Putin on the Front Burner
- By Nikolai Petrov
- Jun. 17 2013 18:44
- Last edited 18:44
Two full years after it was first created, the All-Russia People's Front gained official status only last week under the new name of the People's Front for Russia. President Vladimir Putin, who was unanimously elected as the movement's leader, addressed the 1,500† party delegates.
The People's Front was probably born out of in-fighting between Kremlin propagandists and as a back-up for the 2011 State Duma elections. It became more ideology-oriented in reaction to the massive street protests and Putin's desire to consolidate his conservative majority as a counterweight to the highly active minority.
The congress elected a central staff consisting of 55 people headed by three co-chairpeople: film director Stanislav Govorukhin, who headed Putin's campaign last year, Delovaya Rossiya co-chairman Alexander Galushka and Stavropol television journalist Olga Timofeyeva. A similar three-headed structure also exists in the regions, indicating that they serve more of a representative than a working function.
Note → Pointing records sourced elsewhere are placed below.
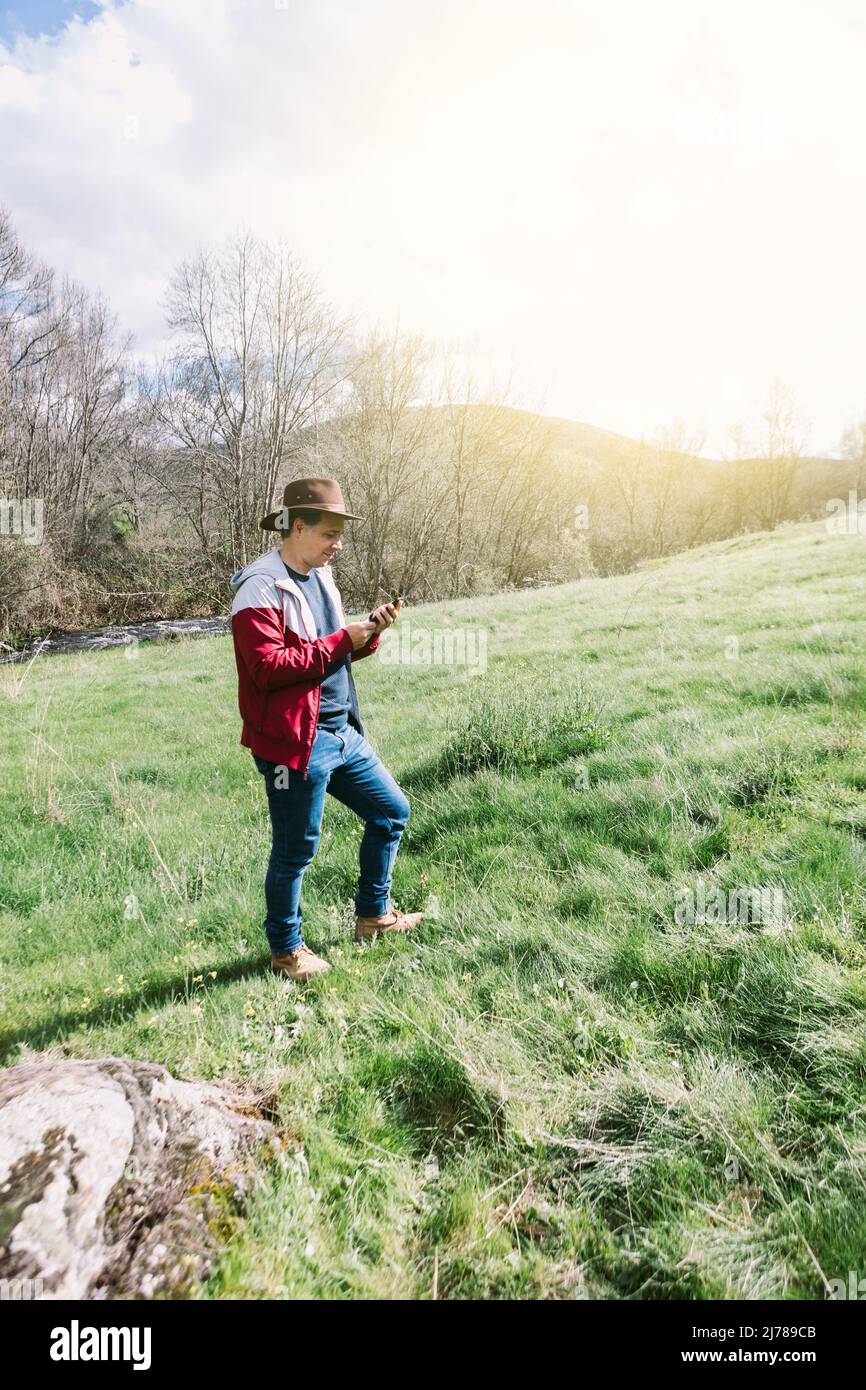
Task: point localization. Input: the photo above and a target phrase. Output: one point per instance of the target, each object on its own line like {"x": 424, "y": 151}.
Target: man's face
{"x": 321, "y": 542}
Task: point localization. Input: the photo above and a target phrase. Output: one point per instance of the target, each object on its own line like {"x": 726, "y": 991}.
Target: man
{"x": 302, "y": 722}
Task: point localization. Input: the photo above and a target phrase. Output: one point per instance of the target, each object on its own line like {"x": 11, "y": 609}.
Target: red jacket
{"x": 281, "y": 662}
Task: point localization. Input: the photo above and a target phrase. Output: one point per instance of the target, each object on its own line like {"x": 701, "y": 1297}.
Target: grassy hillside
{"x": 556, "y": 1087}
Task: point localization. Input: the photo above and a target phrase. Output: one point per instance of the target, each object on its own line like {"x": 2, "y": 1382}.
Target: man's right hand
{"x": 360, "y": 633}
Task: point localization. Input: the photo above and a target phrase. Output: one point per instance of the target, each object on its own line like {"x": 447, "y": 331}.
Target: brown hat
{"x": 310, "y": 494}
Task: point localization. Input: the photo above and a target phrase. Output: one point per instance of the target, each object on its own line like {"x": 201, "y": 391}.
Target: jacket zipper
{"x": 264, "y": 709}
{"x": 306, "y": 766}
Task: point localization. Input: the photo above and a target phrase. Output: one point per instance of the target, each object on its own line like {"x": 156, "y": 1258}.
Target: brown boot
{"x": 392, "y": 920}
{"x": 299, "y": 965}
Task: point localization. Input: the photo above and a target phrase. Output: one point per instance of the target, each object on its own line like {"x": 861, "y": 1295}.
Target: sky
{"x": 644, "y": 211}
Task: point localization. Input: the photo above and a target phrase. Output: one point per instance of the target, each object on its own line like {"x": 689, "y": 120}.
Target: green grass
{"x": 553, "y": 1089}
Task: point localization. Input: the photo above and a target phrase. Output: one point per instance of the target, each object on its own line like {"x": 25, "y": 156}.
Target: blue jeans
{"x": 345, "y": 765}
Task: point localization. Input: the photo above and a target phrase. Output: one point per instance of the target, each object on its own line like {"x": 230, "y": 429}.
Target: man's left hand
{"x": 384, "y": 616}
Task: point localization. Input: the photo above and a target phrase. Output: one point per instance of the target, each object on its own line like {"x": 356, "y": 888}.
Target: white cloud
{"x": 652, "y": 209}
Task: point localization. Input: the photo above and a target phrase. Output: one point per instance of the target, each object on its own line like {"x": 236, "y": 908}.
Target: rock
{"x": 116, "y": 1178}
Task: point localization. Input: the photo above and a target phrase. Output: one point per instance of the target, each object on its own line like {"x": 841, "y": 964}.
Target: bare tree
{"x": 854, "y": 449}
{"x": 257, "y": 353}
{"x": 781, "y": 445}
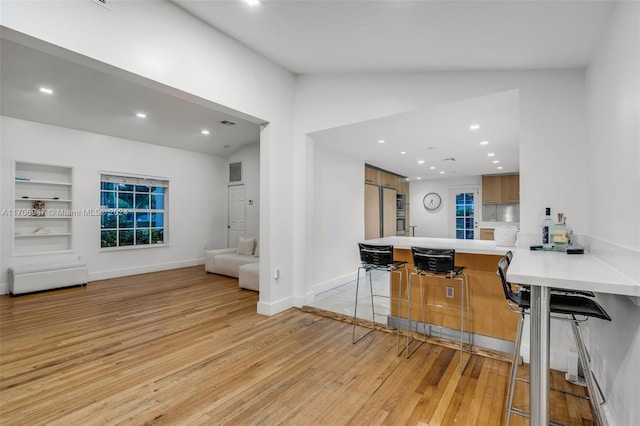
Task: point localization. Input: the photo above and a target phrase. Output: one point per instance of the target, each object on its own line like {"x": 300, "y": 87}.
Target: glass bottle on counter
{"x": 560, "y": 234}
{"x": 547, "y": 225}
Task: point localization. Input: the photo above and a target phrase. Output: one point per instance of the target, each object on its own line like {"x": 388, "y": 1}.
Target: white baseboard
{"x": 333, "y": 283}
{"x": 270, "y": 309}
{"x": 124, "y": 272}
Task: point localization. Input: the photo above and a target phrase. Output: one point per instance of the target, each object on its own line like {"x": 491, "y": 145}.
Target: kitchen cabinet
{"x": 388, "y": 180}
{"x": 486, "y": 234}
{"x": 41, "y": 214}
{"x": 380, "y": 212}
{"x": 402, "y": 186}
{"x": 371, "y": 175}
{"x": 500, "y": 189}
{"x": 491, "y": 189}
{"x": 510, "y": 189}
{"x": 389, "y": 214}
{"x": 371, "y": 211}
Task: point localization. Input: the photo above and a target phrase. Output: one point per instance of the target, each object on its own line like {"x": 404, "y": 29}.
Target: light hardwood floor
{"x": 184, "y": 347}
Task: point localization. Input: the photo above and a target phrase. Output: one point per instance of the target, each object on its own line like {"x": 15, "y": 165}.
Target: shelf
{"x": 52, "y": 185}
{"x": 42, "y": 182}
{"x": 50, "y": 200}
{"x": 43, "y": 217}
{"x": 66, "y": 234}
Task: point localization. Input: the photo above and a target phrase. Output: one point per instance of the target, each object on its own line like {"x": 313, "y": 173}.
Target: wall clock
{"x": 432, "y": 201}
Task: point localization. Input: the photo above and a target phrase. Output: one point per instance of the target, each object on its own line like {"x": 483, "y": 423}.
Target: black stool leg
{"x": 588, "y": 375}
{"x": 355, "y": 339}
{"x": 514, "y": 368}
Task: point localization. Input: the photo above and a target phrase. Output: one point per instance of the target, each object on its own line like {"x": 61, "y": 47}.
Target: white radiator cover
{"x": 46, "y": 276}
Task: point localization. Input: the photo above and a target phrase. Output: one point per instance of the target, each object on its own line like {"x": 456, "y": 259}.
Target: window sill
{"x": 140, "y": 247}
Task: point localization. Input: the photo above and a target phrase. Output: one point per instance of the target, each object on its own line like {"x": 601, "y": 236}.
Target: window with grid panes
{"x": 133, "y": 211}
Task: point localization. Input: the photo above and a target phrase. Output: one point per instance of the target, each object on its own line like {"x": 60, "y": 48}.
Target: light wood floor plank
{"x": 184, "y": 347}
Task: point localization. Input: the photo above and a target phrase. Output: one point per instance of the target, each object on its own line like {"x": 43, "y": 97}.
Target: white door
{"x": 236, "y": 214}
{"x": 464, "y": 213}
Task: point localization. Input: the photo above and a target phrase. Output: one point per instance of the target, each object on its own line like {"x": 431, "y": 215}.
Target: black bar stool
{"x": 380, "y": 258}
{"x": 566, "y": 307}
{"x": 440, "y": 263}
{"x": 509, "y": 255}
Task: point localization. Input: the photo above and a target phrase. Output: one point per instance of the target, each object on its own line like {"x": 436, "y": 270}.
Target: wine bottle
{"x": 546, "y": 230}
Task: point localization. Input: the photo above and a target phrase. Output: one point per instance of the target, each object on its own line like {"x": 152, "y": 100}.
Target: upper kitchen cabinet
{"x": 402, "y": 185}
{"x": 388, "y": 180}
{"x": 510, "y": 189}
{"x": 371, "y": 175}
{"x": 500, "y": 189}
{"x": 491, "y": 189}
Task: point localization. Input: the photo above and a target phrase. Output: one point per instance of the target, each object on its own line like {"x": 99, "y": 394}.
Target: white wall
{"x": 338, "y": 197}
{"x": 613, "y": 84}
{"x": 553, "y": 169}
{"x": 197, "y": 195}
{"x": 436, "y": 224}
{"x": 249, "y": 155}
{"x": 160, "y": 41}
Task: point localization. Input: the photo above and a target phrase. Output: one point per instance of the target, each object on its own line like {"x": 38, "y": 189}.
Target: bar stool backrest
{"x": 436, "y": 261}
{"x": 375, "y": 255}
{"x": 503, "y": 264}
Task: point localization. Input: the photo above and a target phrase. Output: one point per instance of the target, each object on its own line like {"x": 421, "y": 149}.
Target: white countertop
{"x": 571, "y": 271}
{"x": 460, "y": 246}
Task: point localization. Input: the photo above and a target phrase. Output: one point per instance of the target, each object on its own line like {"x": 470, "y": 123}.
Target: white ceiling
{"x": 435, "y": 136}
{"x": 308, "y": 36}
{"x": 97, "y": 98}
{"x": 333, "y": 36}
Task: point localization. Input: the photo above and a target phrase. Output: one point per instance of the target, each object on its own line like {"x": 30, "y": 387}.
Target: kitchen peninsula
{"x": 490, "y": 315}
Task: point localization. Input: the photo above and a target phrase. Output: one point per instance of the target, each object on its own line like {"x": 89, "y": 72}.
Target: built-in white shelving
{"x": 46, "y": 230}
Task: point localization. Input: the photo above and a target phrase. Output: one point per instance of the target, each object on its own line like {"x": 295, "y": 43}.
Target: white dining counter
{"x": 542, "y": 270}
{"x": 460, "y": 246}
{"x": 572, "y": 271}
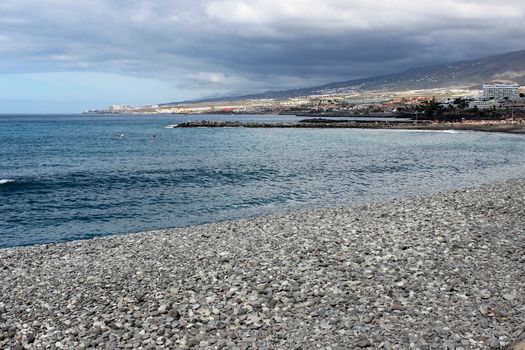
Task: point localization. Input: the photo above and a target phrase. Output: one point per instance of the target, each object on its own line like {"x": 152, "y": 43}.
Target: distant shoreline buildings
{"x": 501, "y": 91}
{"x": 496, "y": 95}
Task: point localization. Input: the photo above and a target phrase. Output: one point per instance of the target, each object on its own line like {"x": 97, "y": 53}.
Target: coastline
{"x": 394, "y": 125}
{"x": 440, "y": 271}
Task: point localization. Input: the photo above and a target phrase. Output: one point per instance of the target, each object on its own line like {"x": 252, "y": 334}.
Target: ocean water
{"x": 73, "y": 177}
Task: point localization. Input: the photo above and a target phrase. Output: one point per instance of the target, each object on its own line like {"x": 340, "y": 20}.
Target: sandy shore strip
{"x": 445, "y": 271}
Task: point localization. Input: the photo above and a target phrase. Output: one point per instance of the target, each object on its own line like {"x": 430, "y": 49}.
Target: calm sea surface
{"x": 73, "y": 177}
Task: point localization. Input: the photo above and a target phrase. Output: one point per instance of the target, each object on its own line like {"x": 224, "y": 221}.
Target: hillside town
{"x": 495, "y": 100}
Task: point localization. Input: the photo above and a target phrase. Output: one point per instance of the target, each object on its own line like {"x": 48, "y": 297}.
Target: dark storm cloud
{"x": 251, "y": 44}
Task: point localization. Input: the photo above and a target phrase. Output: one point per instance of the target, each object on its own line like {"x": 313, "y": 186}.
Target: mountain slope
{"x": 465, "y": 74}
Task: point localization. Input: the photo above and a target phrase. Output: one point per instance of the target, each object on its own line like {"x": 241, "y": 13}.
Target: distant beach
{"x": 442, "y": 271}
{"x": 366, "y": 123}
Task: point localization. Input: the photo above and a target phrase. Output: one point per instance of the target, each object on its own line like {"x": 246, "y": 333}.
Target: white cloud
{"x": 250, "y": 44}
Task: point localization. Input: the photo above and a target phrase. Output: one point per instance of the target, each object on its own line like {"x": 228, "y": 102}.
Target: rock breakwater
{"x": 440, "y": 272}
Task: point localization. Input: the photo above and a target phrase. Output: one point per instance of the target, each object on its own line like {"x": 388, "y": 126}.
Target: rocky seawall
{"x": 445, "y": 271}
{"x": 320, "y": 123}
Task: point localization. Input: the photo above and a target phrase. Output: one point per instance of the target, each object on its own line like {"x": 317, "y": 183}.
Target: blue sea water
{"x": 68, "y": 177}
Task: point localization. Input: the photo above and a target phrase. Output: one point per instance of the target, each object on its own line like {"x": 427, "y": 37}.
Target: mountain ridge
{"x": 468, "y": 74}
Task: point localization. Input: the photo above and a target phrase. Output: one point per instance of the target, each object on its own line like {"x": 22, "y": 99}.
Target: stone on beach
{"x": 444, "y": 271}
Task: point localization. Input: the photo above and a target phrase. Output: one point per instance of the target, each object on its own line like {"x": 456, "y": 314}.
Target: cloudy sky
{"x": 70, "y": 55}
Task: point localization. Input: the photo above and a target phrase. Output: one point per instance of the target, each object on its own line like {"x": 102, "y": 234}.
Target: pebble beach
{"x": 445, "y": 271}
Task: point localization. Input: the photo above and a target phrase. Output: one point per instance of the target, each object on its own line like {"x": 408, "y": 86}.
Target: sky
{"x": 61, "y": 56}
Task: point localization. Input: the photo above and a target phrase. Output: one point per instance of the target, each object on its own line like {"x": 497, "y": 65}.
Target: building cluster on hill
{"x": 496, "y": 96}
{"x": 456, "y": 104}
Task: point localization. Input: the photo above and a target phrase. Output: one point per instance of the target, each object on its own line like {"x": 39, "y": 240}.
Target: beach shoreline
{"x": 511, "y": 128}
{"x": 439, "y": 271}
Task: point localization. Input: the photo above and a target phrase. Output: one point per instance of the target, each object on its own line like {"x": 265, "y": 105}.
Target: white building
{"x": 501, "y": 91}
{"x": 118, "y": 108}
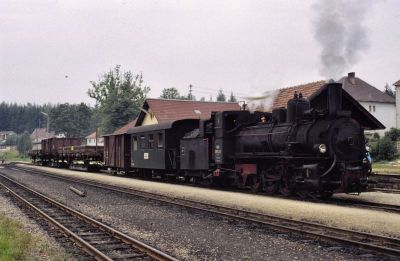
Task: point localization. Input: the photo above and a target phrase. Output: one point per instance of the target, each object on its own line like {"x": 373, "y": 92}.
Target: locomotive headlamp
{"x": 322, "y": 148}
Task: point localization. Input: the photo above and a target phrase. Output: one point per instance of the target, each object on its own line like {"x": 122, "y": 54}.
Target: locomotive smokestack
{"x": 334, "y": 97}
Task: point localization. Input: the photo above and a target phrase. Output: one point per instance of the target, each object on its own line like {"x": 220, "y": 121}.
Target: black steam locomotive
{"x": 294, "y": 150}
{"x": 298, "y": 150}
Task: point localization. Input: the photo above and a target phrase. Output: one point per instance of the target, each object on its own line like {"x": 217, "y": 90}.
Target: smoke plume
{"x": 339, "y": 29}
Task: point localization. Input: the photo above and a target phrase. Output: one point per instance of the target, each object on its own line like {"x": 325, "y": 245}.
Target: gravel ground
{"x": 373, "y": 221}
{"x": 185, "y": 233}
{"x": 46, "y": 247}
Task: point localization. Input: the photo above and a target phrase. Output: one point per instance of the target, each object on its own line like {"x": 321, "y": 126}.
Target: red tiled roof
{"x": 91, "y": 135}
{"x": 41, "y": 133}
{"x": 171, "y": 110}
{"x": 286, "y": 94}
{"x": 358, "y": 89}
{"x": 125, "y": 128}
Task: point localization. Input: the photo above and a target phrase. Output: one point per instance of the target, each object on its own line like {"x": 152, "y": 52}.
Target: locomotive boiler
{"x": 298, "y": 150}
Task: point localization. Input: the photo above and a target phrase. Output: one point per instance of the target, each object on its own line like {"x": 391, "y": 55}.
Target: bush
{"x": 383, "y": 149}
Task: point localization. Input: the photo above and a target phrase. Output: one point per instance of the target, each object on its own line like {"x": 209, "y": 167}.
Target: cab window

The People's Front central staff has fewer members of the administrative elite and more from the business community and blue collar workers. This is apparently a deliberate attempt to distance itself from the "party of crooks and thieves" label that United Russia has been unable to shake off. Besides Delovaya Rossia, it is dominated by business and trade unions such as Opora, the Russian Chamber of Commerce and Industry and the Union of Industrialists and Entrepreneurs. The higher party functionaries are found in United Russia, Rodina and Patriots of Russia. The central staff also includes quite a number of military and Chernobyl veterans. Many civic organizations are also represented, from the Russian Sambo Federation and the Women's Union to the Potato Growers Union. It also includes a smattering of celebrities.
There is also a notable participation of 30-somethings whom Putin took notice of during his meetings and travels around Russia. They include the head of the council of student groups, the head of the Union of Rural Youth, the leader of the Rotten Roads inter-regional movement in Pskov and the head of the foundation for support of entrepreneurial Internet initiatives. This may be Putin's ploy to involve the younger generation in his broad national party.
Regional representation was not a priority. The vast majority of the members are Muscovites, with a couple of people from St. Petersburg thrown in. Of the remaining regions, the most represented are Tatarstan with three people, the North Caucasus and the Urals. In addition, gender equality was clearly not a consideration, with only 13 of the 55 members being women, although one spot in the "ruling troika" was allotted to a woman.
Although the People's Front congress is superficially reminiscent in style to Soviet congresses for its largely decorative leadership composed of prominent people coupled with representatives of the common people, it turned out to be more lively and diverse in practice. In its current form, the front is an important step for Putin toward a more personal and corporate state, one in which the national leader stands over the heads of the political elite to address the people more or less directly through a variety of corporate and social groups.